García Castro no tenía vocación de política partidario, pero emergió en el patriotismo por la defensa de las libertades públicas, los perseguidos, presos, exiliados, viudas, huérfanos, etc.

Gregorio García Castro era el periodista más leído e influyente de su generación, eso se sabe, pero no puedo decir que era “el más insigne de los mártires de los 12 años sangrientos del balaguerismo, como tampoco puede nadie atribuírselo a otro mártir de los 12 que registran los gremios y que excluyeron a Enrique Piera por supuestas razones ideológicas, sin examinar ni siquiera las causas de su vil asesinato, o como excluyen al joven Silvestre, de La Romana, quien combatió el crimen organizado y sectores poderosos lo acusaron de otra cosa y olvidaron su muerte, o a otro que tiene todos los honores materiales como si las estatuas, monumentos, edificios y salones hacen que sean más insigne que los otros no”.

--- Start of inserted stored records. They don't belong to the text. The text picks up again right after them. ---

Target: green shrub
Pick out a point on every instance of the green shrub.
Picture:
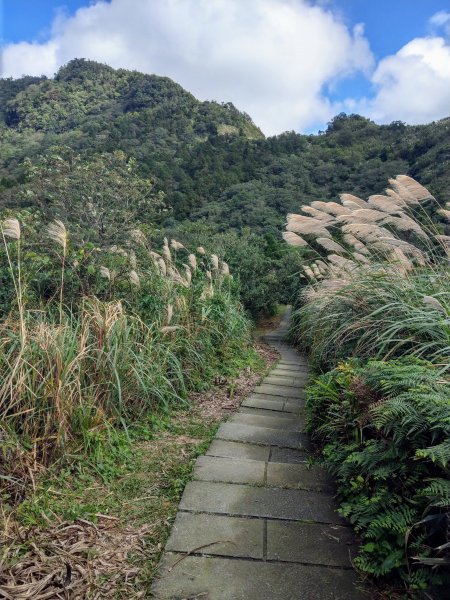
(384, 432)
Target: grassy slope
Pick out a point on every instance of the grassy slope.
(121, 510)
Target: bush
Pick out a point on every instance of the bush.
(384, 431)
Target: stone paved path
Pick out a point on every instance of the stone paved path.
(257, 523)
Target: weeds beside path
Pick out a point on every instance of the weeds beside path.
(81, 536)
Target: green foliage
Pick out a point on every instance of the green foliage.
(207, 161)
(384, 430)
(112, 337)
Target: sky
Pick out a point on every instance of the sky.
(290, 64)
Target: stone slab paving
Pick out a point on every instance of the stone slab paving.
(287, 423)
(258, 522)
(262, 435)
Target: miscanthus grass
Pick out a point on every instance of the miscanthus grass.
(383, 289)
(72, 369)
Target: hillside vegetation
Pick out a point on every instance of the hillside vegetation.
(139, 230)
(211, 168)
(374, 317)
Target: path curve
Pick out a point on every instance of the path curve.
(257, 522)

Todos los mártires y héroes son insignes.
Los héroes no se fabrican y a los mártires su legado no se le monetariza.
Hay valores incalculables como los que hizo Gregorio García Castro desenmascarando La Banda y puntualizando todo su acción criminal, denunciando la corrupción, defendiendo las víctimas de la represión política: presos, perseguidos, exiliados, viudas, huérfanos, y sobrevivientes en peligro, etc., (ahí salvó vidas como la del escritor Manuel Matos Moquete pues le dijo al general Nivar que lo presentara a la prensa para evitar que halcones policiales lo desaparecieran si no se hacía público su identificación en prisión, siendo deportado después, igual que Tácito Perdomo, falsamente acusado dizque vino de Cuba a matar a Balaguer y otros dominicanos y extranjeros anónimos, como un españolito con problemas mentales que intentó secuestrar un avión desesperado porque no conseguía vender unos cuentos que atribuía a su autoría y Última Hora no tenía suplemento cultural, todas esas acciones humanitarias valen más que los 38 millones de dólares de la G+W, los miles de revólveres 38 S&W que utilizó La Banda y fuerzas policiales para asesinar miles de dominicanos, o los 38 millones de US$ que puede costar una gran torre), la amplia cobertura noticiosa sobre Los Palmeros y la guerrilla de Caamaño, el desmentido a las FFAA, confirmando la presencia del líder de la revolución constitucionalista en las montañas tras desembarco en Playa Caracoles, Azua.

Jamás he pedido ni pediré cosas materiales para perpetuar la grandiosa figura de mi progenitor y jamás diré que otros merecen tal o cual honor.

Es la historia que dirá si ha habido equidad u olvido en la mayoría de los mártires en beneficio casi de otro solo.

Propongo como algo más ambicioso, de infinito valor: Declarar el mes de marzo como mes de la libertad de prensa y de la libertad de expresión y los días 17 y 28 de marzo como efemérides luctuosas en honor a los mártires de ambas libertades Gregorio García Castro, asesinado, crimen de estado el 28/marzo/ y Orlando Martínez, asesinado, crimen de estado, el 17/marzo/1975.

Eso es un acto de justicia, que vale más que todo el dinero. Los dos cumplen con la doble condición de mártires de la libertad de prensa.